Wednesday, September 10, 2008

Love Among the Ruiners

WaPo, the New York Times, the AP, and most especially the Denver Post, which was onto the story a month ago, this afternoon are full of the news that the Inspector General of the U.S. Department of Interior has issued three comprehensive reports detailing how oil company executives and top-level employees of the agency supposedly regulating them -- Mineral Management Services (MMS) -- screwed each other, literally, while screwing the public.

Pensacola area residents will recognize MMS as the agency that recommended granting near-shore oil and gas drilling leases off Pensacola Beach to Chevron and other major oil companies several years ago. Only Congress now stands in the way of those leases becoming operative.

"Wide Ranging Ethics Scandal Emerges at Interior Dept." reads the headline at the New York Times. "Gov't Officials Probed About Illicit Sex, Gifts," headlines the right-of-center Washington Post. "Drill, Baby, Drill" mocks Duncan Black at Eschaton. "Sex, Drugs, Energy Deals Probed at Denver Interior Office," adds the Denver Post.

Even the most lurid headlines cannot come close to matching the seamy, grotesque, self-dealing, and criminal misbehavior detailed over nearly 100 pages in Inspector General Earl Devaney's three full reports, available here ... here... and here. [pdf files]. As a cover letter from the Inspector General puts it --
The single-most serious problem our investigations revealed is a pervasive culture of exclusivity, exempt from the rules that govern all other employees of the Federal Government.
So, too, apparently does Chevron Oil Company share in that opinion that it's above the law. The Inspector General's reports repeatedly state that Chevron refused to cooperate with any aspect of the investigation.

Charlie Savage at the Times has a helpful overview of the latest scandal in the Bush administration:
[T]he Interior Department agency that collects oil and gas royalties has been caught up in a wide-ranging ethics scandal — including allegations of financial self-dealing, accepting gifts from energy companies, cocaine use and sexual misconduct.

In three reports delivered to Congress on Wednesday, the department’s inspector general, Earl E. Devaney, found wrongdoing by a dozen current and former employees of the Minerals Management Service, which collects about $10 billion in royalties annually and is one of the government’s largest sources of revenue other than taxes.

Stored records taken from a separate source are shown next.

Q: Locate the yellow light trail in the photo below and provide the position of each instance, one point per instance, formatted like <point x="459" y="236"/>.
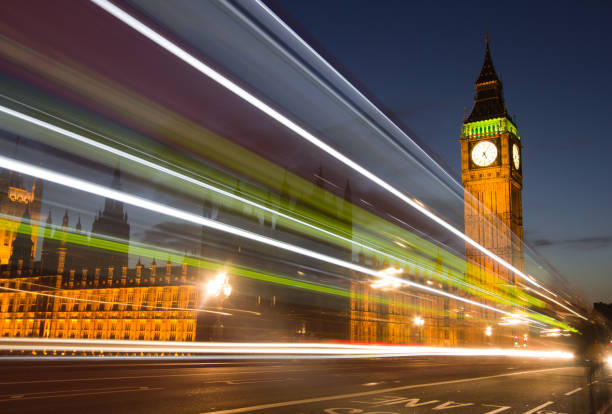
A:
<point x="146" y="204"/>
<point x="282" y="119"/>
<point x="262" y="350"/>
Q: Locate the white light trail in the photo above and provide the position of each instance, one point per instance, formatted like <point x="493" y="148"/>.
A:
<point x="191" y="180"/>
<point x="149" y="164"/>
<point x="260" y="349"/>
<point x="146" y="204"/>
<point x="282" y="119"/>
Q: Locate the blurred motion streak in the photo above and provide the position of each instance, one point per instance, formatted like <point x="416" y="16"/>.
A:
<point x="266" y="198"/>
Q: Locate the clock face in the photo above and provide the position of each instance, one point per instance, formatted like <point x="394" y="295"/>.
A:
<point x="484" y="153"/>
<point x="516" y="157"/>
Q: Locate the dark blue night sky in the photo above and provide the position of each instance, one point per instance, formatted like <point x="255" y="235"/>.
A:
<point x="420" y="60"/>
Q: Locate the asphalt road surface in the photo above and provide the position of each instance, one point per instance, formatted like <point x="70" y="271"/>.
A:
<point x="339" y="386"/>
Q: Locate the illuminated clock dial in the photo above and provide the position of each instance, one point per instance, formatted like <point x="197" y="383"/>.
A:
<point x="484" y="153"/>
<point x="516" y="157"/>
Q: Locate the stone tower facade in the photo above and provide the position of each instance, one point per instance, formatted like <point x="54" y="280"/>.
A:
<point x="16" y="200"/>
<point x="492" y="174"/>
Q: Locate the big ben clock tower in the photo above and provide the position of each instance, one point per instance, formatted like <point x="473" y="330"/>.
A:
<point x="491" y="170"/>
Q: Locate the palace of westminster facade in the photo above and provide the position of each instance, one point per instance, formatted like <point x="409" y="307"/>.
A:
<point x="78" y="291"/>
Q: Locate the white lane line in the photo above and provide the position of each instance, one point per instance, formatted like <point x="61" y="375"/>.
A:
<point x="148" y="376"/>
<point x="40" y="397"/>
<point x="381" y="391"/>
<point x="64" y="391"/>
<point x="539" y="407"/>
<point x="500" y="408"/>
<point x="573" y="391"/>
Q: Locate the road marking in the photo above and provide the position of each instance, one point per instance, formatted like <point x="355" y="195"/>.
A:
<point x="40" y="397"/>
<point x="499" y="410"/>
<point x="65" y="391"/>
<point x="382" y="391"/>
<point x="539" y="407"/>
<point x="573" y="391"/>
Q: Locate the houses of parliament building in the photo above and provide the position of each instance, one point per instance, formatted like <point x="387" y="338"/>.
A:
<point x="82" y="289"/>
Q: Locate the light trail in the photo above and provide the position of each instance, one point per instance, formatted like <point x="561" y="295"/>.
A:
<point x="262" y="350"/>
<point x="186" y="178"/>
<point x="149" y="164"/>
<point x="197" y="64"/>
<point x="146" y="204"/>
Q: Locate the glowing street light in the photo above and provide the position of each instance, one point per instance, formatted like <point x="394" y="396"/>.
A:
<point x="387" y="282"/>
<point x="419" y="322"/>
<point x="218" y="285"/>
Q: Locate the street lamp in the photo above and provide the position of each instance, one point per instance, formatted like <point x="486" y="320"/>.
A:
<point x="387" y="278"/>
<point x="218" y="287"/>
<point x="419" y="322"/>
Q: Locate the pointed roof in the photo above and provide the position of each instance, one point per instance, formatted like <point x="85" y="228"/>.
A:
<point x="489" y="100"/>
<point x="487" y="73"/>
<point x="16" y="180"/>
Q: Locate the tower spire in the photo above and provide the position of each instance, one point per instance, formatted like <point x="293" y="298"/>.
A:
<point x="489" y="100"/>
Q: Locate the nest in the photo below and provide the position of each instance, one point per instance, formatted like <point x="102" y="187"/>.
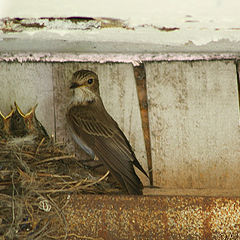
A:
<point x="36" y="178"/>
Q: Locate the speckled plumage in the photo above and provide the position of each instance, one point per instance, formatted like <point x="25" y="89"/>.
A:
<point x="98" y="134"/>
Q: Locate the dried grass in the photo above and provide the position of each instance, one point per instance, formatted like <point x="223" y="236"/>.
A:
<point x="35" y="182"/>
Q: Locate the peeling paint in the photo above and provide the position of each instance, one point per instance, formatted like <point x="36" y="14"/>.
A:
<point x="135" y="59"/>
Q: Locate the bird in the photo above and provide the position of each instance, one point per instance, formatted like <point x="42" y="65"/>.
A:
<point x="98" y="134"/>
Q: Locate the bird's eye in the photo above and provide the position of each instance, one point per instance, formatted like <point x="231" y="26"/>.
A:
<point x="90" y="81"/>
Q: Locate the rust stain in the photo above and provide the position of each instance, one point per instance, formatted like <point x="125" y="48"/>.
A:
<point x="140" y="77"/>
<point x="191" y="21"/>
<point x="164" y="29"/>
<point x="153" y="217"/>
<point x="73" y="19"/>
<point x="32" y="25"/>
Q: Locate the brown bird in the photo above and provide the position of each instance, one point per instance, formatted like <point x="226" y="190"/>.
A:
<point x="95" y="131"/>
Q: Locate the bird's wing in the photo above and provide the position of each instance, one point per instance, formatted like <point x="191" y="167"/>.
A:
<point x="107" y="141"/>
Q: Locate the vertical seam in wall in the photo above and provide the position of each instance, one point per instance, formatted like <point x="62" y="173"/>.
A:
<point x="54" y="106"/>
<point x="238" y="85"/>
<point x="141" y="85"/>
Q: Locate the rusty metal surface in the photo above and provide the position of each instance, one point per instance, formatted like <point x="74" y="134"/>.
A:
<point x="152" y="217"/>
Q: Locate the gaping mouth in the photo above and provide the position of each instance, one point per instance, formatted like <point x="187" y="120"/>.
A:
<point x="74" y="85"/>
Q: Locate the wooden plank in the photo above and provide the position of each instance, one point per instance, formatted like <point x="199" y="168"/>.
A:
<point x="28" y="84"/>
<point x="194" y="124"/>
<point x="118" y="91"/>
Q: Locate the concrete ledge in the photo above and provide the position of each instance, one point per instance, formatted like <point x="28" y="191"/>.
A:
<point x="153" y="217"/>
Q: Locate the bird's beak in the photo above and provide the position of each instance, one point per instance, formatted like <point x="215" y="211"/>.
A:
<point x="74" y="85"/>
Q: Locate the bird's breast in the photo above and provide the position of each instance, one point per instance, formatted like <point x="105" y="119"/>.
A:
<point x="80" y="142"/>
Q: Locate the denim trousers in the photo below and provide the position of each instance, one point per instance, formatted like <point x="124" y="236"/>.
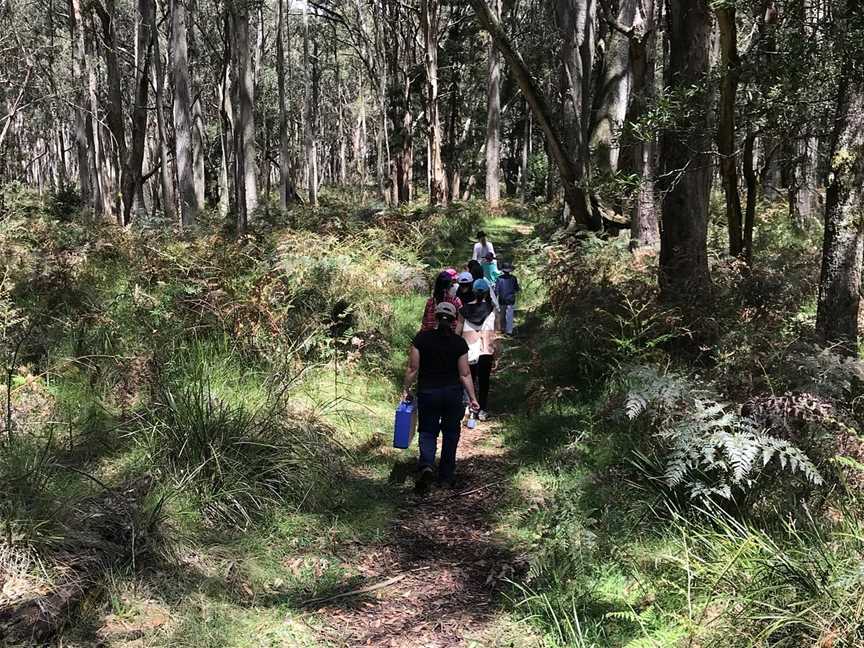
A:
<point x="509" y="314"/>
<point x="440" y="410"/>
<point x="481" y="372"/>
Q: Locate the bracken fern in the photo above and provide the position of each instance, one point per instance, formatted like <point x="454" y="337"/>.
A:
<point x="708" y="448"/>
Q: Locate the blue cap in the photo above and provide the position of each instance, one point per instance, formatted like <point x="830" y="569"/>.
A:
<point x="481" y="285"/>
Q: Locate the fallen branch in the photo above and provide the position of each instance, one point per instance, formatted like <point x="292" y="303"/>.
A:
<point x="364" y="590"/>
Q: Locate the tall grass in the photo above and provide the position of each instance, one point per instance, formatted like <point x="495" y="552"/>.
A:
<point x="239" y="460"/>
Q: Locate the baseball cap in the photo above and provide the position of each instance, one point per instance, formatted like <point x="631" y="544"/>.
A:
<point x="445" y="309"/>
<point x="481" y="285"/>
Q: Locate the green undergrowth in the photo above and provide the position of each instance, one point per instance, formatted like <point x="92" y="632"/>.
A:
<point x="244" y="391"/>
<point x="657" y="500"/>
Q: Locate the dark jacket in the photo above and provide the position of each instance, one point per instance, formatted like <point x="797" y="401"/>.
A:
<point x="506" y="288"/>
<point x="476" y="312"/>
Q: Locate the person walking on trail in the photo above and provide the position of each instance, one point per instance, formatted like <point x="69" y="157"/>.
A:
<point x="465" y="287"/>
<point x="490" y="268"/>
<point x="507" y="287"/>
<point x="476" y="270"/>
<point x="438" y="360"/>
<point x="441" y="293"/>
<point x="482" y="247"/>
<point x="477" y="325"/>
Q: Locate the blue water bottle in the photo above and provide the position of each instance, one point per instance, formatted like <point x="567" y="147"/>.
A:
<point x="472" y="420"/>
<point x="405" y="424"/>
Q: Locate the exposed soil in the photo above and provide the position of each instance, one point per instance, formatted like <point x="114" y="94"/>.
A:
<point x="436" y="582"/>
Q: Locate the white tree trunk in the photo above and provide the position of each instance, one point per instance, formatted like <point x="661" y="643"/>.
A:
<point x="189" y="206"/>
<point x="493" y="120"/>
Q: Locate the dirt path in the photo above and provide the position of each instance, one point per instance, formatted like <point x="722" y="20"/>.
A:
<point x="441" y="568"/>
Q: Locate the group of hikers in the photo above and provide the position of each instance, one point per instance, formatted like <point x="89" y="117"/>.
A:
<point x="454" y="354"/>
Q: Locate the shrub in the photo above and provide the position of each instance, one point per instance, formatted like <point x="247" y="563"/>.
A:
<point x="238" y="461"/>
<point x="706" y="448"/>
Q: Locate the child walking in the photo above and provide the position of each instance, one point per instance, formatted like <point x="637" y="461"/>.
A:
<point x="507" y="287"/>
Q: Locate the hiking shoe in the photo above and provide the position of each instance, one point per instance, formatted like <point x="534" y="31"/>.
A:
<point x="424" y="479"/>
<point x="448" y="484"/>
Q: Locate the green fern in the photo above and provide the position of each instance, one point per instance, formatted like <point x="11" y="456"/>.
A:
<point x="709" y="449"/>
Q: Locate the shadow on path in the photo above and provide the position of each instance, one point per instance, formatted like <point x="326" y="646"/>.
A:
<point x="443" y="563"/>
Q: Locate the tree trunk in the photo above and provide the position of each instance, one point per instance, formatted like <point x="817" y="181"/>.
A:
<point x="430" y="18"/>
<point x="614" y="90"/>
<point x="189" y="206"/>
<point x="98" y="167"/>
<point x="285" y="192"/>
<point x="577" y="26"/>
<point x="244" y="111"/>
<point x="227" y="94"/>
<point x="574" y="195"/>
<point x="726" y="21"/>
<point x="79" y="63"/>
<point x="644" y="228"/>
<point x="493" y="119"/>
<point x="114" y="109"/>
<point x="686" y="154"/>
<point x="198" y="151"/>
<point x="752" y="183"/>
<point x="843" y="245"/>
<point x="310" y="144"/>
<point x="131" y="180"/>
<point x="801" y="182"/>
<point x="166" y="176"/>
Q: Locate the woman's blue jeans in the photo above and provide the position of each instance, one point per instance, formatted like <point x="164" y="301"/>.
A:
<point x="440" y="410"/>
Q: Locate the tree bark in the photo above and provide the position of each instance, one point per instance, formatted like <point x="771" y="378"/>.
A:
<point x="131" y="180"/>
<point x="310" y="143"/>
<point x="79" y="63"/>
<point x="493" y="120"/>
<point x="577" y="27"/>
<point x="574" y="195"/>
<point x="686" y="154"/>
<point x="285" y="192"/>
<point x="166" y="175"/>
<point x="843" y="245"/>
<point x="430" y="18"/>
<point x="614" y="89"/>
<point x="227" y="93"/>
<point x="730" y="72"/>
<point x="752" y="183"/>
<point x="114" y="112"/>
<point x="189" y="206"/>
<point x="644" y="228"/>
<point x="244" y="111"/>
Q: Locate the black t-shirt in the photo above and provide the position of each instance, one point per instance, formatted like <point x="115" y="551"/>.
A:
<point x="440" y="351"/>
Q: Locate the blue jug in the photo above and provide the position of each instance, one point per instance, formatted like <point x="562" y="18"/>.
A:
<point x="405" y="424"/>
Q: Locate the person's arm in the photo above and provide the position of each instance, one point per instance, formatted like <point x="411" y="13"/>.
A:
<point x="467" y="381"/>
<point x="410" y="372"/>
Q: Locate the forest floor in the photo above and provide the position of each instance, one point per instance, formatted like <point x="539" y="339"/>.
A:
<point x="436" y="580"/>
<point x="438" y="577"/>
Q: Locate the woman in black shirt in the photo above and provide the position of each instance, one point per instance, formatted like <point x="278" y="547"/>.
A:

“A culture of ethical failure” besets the agency, Mr. Devaney wrote in a cover memo.

The reports portray a dysfunctional organization that has been riddled with conflicts of interest, unprofessional behavior and a free-for-all atmosphere for much of the Bush administration’s watch.

* * *

[T]he report alleges that eight royalty-program officials accepted gifts from energy companies whose value exceeded limits set by ethics rules — including golf, ski and paintball outings; meals and drinks; and tickets to a Toby Keith concert, a Houston Texans football game and a Colorado Rockies baseball game.

The investigation also concluded that several of the officials “frequently consumed alcohol at industry functions, had used cocaine and marijuana, and had sexual relationships with oil and gas company representatives.”

The investigation separately found that the program’s manager mixed official and personal business, and took money from a technical services firm in exchange for urging oil companies to hire the firm. In sometimes lurid detail, the report accuses him of having intimate relations with two subordinates, one of whom regularly sold him cocaine.

One MMS official already has pleaded guilty to felony charges and is scheduled for sentencing in November. Devaney's report also recommends criminal charges be brought against another MMS official who left to join a start-up company he favored while still employed by the Interior Department. Several others may be fired and banned from similar positions for life.

But does this sound familiar?
[T]wo of the highest-ranking officials who were targets of the investigations will apparently escape sanction. Both retired during the investigation, rendering them safe from any administrative punishment, and the Justice Department has declined to prosecute them on the charges suggested by the inspector general. [emphasis added]

Shades of Abu Grahib, Gitmo, Cheney, and George W. Bush. It is a hallmark of this administration that the higher the executive, the more likely he is to escape any accountability.

And now Northwest Florida's only congressman, Jeff Miller, wants to remove the congressional ban on drilling and give the go-ahead to drill off Pensacola Beach to this agency and Chevron Oil Co.?

It's no secret who Miller is planning to screw. Look in the mirror.

1 comment:

panicbean said...

Watch this movie trailer for I.O.U.S.A., which balloon juice has a post up about, and if you aren't already crying, you will be.

This country is in the proverbial hand basket, and these neocons could care less.